La suspension de huit gardes de la Force de sécurité des frontières (BSF) ayant torturé un Bangladais appréhendé à la frontière n’est en rien le signe que les violations des droits humains donnent lieu à une réaction adaptée, a déclaré Amnesty International vendredi 20 janvier.

« Ce cas de torture présumé n’est que la partie émergente de l’iceberg. Chaque mois, ce sont des dizaines de Bangladais qui seraient torturé ou soumis à d’autres formes de mauvais traitements lorsque les gardes-frontières indiens mettent la main sur eux », a indiqué Abbas Faiz, spécialiste du Bangladesh à Amnesty International.

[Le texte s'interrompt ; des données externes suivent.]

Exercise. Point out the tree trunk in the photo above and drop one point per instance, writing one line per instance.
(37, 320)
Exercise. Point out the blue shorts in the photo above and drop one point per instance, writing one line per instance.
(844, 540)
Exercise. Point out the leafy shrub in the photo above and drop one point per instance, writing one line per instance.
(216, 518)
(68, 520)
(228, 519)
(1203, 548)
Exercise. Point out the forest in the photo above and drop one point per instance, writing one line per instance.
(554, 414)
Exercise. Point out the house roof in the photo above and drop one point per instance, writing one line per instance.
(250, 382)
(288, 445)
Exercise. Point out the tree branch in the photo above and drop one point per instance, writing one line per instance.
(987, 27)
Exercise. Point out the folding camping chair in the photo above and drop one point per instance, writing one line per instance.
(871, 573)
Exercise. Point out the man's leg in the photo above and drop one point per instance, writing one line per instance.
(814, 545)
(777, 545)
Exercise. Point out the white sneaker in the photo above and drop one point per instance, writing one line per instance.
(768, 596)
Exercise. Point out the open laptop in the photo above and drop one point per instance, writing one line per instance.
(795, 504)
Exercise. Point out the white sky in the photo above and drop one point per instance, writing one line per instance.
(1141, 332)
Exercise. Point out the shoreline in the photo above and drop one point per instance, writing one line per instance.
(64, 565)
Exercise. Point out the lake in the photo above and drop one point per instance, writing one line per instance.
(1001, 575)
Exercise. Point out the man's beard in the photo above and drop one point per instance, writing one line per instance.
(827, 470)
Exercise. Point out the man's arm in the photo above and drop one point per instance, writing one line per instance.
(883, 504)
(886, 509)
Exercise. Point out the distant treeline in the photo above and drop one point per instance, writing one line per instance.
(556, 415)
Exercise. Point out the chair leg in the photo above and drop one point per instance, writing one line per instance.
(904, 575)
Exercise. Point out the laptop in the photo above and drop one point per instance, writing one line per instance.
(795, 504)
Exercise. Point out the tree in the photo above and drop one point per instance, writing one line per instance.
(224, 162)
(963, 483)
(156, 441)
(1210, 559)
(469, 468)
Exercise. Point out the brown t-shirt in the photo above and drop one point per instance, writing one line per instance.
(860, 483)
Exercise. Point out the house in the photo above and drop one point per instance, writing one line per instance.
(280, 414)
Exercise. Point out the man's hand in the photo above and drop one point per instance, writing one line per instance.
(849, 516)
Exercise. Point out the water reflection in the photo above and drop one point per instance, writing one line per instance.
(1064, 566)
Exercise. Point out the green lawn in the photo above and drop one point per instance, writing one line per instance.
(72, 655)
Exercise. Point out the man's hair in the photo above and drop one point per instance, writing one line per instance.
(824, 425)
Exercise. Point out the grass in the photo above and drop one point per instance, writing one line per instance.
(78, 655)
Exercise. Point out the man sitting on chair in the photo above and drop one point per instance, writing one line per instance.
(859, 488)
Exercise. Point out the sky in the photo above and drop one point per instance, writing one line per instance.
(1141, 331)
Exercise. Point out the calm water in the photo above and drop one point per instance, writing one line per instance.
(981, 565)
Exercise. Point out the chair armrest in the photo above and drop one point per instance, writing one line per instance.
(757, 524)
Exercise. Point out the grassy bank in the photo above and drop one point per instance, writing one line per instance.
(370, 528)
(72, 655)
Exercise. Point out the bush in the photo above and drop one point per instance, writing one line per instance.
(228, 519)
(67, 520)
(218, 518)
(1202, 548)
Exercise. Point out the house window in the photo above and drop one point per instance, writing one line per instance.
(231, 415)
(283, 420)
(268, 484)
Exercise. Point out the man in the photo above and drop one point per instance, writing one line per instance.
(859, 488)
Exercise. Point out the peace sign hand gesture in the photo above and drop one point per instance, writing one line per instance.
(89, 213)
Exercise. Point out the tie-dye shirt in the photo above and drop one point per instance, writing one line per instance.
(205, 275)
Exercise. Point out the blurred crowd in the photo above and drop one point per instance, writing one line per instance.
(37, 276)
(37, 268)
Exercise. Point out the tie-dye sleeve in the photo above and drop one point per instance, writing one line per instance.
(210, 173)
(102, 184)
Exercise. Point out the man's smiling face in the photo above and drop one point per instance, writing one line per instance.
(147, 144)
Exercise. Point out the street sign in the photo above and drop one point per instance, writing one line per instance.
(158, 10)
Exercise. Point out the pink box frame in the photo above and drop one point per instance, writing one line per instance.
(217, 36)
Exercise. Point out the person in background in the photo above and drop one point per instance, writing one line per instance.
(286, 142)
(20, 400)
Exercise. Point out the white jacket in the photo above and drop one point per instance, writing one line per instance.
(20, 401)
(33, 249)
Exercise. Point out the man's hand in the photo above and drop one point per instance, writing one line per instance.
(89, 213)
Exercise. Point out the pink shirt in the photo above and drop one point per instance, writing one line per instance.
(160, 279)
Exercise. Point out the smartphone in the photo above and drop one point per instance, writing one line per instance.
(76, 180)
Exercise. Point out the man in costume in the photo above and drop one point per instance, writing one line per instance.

« Le fait que huit gardes indiens aient été suspendus ne prouve pas en soi que les responsables de la BSF cherchent à lutter contre les violations des droits humains – ces gardes ont uniquement été suspendus après que des séquences vidéo eurent été diffusées à la télévision indienne, gênant ainsi la BSF.

« Beaucoup d’événements de ce type ont lieu sans qu’aucune mesure ne soit prise contre les garde-frontières indiens, parce que les victimes n’osent pas parler, par peur des répercussions. »

« Un grand nombre des personnes qui traversent la frontière ont de la famille des deux côtés de celle-ci. Le gouvernement bangladais a déposé plainte auprès du gouvernement indien mais cela ne doit pas marquer la fin de cette affaire. Le Bangladesh doit maintenir la pression sur l’Inde afin d’inciter celle-ci à prendre des mesures énergiques pour protéger les citoyens bangladais et empêcher que de tels actes se reproduisent », a conclu Abbas Faiz.